O-Linked N-acetylglucosaminyltransferase (OGT) catalyzes the transfer of O-linked GlcNAc to serine/threonine residues of a variety of target proteins, many of which have been implicated in such diseases as diabetes and neurodegeneration. The addition of O-GlcNAc to proteins occurs in response to fluctuations in cellular concentrations of UDP-GlcNAc, which result from nutrients entering the hexosamine biosynthetic pathway. However, the molecular mechanisms involved in sugar nucleotide recognition and transfer to protein are poorly understood. We employed site-directed mutagenesis to target potentially important amino acid residues within the two conserved catalytic domains of OGT (CD I and CD II), followed by an in vitro glycosylation assay to evaluate N-acetylglucosaminyltransferase activity after bacterial expression.
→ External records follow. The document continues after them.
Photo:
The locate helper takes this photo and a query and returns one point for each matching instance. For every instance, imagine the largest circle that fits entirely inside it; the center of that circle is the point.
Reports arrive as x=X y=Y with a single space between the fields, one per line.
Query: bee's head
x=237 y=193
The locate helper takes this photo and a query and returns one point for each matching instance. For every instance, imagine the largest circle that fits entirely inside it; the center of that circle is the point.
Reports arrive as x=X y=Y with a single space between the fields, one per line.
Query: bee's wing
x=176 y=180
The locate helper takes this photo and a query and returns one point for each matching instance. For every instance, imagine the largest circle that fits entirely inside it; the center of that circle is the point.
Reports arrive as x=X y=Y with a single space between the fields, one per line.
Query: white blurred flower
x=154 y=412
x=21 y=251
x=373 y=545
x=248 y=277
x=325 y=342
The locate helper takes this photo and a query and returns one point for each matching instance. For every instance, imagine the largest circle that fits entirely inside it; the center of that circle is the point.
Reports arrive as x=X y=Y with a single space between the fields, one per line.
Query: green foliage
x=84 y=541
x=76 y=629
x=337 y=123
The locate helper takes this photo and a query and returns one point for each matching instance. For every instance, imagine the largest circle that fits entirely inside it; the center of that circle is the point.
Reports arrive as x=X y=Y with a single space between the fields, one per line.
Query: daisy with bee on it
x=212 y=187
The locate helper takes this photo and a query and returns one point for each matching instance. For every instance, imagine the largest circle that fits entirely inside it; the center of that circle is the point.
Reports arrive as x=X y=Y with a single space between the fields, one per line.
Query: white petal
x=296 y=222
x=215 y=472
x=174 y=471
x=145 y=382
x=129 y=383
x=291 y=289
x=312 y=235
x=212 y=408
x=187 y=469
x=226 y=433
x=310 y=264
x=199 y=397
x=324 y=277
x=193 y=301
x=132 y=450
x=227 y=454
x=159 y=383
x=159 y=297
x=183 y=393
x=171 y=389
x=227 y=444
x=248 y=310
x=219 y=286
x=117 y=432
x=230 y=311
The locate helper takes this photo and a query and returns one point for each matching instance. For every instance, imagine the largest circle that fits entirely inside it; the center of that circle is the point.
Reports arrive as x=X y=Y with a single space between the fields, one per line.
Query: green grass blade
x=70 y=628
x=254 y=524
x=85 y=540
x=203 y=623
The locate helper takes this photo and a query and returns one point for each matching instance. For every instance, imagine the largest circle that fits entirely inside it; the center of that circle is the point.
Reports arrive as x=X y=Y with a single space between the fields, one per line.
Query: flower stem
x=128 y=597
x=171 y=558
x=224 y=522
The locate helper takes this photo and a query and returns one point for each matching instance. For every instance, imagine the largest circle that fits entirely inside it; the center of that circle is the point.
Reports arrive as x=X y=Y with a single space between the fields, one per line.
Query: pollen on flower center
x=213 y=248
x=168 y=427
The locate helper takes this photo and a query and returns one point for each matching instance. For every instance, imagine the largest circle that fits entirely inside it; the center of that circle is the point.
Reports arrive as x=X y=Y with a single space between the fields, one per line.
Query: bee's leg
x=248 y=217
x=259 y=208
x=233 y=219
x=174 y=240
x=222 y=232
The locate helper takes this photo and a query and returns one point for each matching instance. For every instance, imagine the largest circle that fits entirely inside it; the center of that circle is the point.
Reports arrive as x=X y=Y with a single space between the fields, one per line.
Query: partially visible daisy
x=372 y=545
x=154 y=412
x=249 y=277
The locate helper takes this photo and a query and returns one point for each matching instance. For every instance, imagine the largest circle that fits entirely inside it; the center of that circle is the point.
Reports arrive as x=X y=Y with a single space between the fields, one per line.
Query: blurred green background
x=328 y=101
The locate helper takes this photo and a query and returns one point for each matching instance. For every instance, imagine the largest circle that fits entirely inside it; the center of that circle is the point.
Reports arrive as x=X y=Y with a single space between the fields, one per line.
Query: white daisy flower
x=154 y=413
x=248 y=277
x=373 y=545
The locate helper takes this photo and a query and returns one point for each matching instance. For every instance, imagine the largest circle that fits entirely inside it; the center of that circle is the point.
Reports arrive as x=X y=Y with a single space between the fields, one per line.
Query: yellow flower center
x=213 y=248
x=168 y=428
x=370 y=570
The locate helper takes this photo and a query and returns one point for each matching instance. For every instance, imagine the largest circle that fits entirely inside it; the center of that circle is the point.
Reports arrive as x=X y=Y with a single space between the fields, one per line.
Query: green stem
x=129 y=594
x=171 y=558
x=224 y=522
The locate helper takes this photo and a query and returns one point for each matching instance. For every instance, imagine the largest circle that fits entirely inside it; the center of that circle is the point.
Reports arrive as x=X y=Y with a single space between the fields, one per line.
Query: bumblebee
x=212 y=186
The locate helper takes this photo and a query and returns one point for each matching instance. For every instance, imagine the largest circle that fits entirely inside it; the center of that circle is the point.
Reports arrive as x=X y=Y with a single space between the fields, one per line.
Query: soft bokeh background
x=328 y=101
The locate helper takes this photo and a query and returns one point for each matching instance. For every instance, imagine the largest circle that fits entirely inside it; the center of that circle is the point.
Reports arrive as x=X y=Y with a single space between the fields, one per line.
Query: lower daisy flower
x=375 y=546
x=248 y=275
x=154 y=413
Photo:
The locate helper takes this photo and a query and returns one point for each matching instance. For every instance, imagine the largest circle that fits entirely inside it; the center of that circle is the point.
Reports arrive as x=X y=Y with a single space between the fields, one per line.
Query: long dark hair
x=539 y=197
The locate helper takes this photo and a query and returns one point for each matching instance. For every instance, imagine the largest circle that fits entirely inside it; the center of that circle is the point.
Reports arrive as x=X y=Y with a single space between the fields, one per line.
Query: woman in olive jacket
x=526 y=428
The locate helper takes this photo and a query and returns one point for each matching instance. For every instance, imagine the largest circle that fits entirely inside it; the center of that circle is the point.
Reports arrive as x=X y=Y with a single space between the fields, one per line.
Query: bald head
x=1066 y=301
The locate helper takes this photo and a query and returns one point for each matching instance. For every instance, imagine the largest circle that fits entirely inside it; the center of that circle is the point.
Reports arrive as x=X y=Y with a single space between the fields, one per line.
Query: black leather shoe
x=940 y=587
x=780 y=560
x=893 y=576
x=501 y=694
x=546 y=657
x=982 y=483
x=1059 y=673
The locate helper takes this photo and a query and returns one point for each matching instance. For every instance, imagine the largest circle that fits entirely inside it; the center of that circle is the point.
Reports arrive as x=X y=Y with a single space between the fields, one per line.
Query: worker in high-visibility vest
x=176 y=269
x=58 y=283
Although many of the amino acid substitutions caused inactivation of the enzyme, we identified three amino acid residues (two in CD I and one in CD II) that produced viable enzymes when mutated. Structure-based homology modeling revealed that these permissive mutants may be either in or near the sugar nucleotide-binding site. Our findings suggest a model in which the two conserved regions of the catalytic domain, CD I and CD II, contribute to the formation of a UDP-GlcNAc-binding pocket that catalyzes the transfer of O-GlcNAc to substrate proteins. Identification of viable OGT mutants may facilitate examination of its role in nutrient sensing and signal transduction cascades.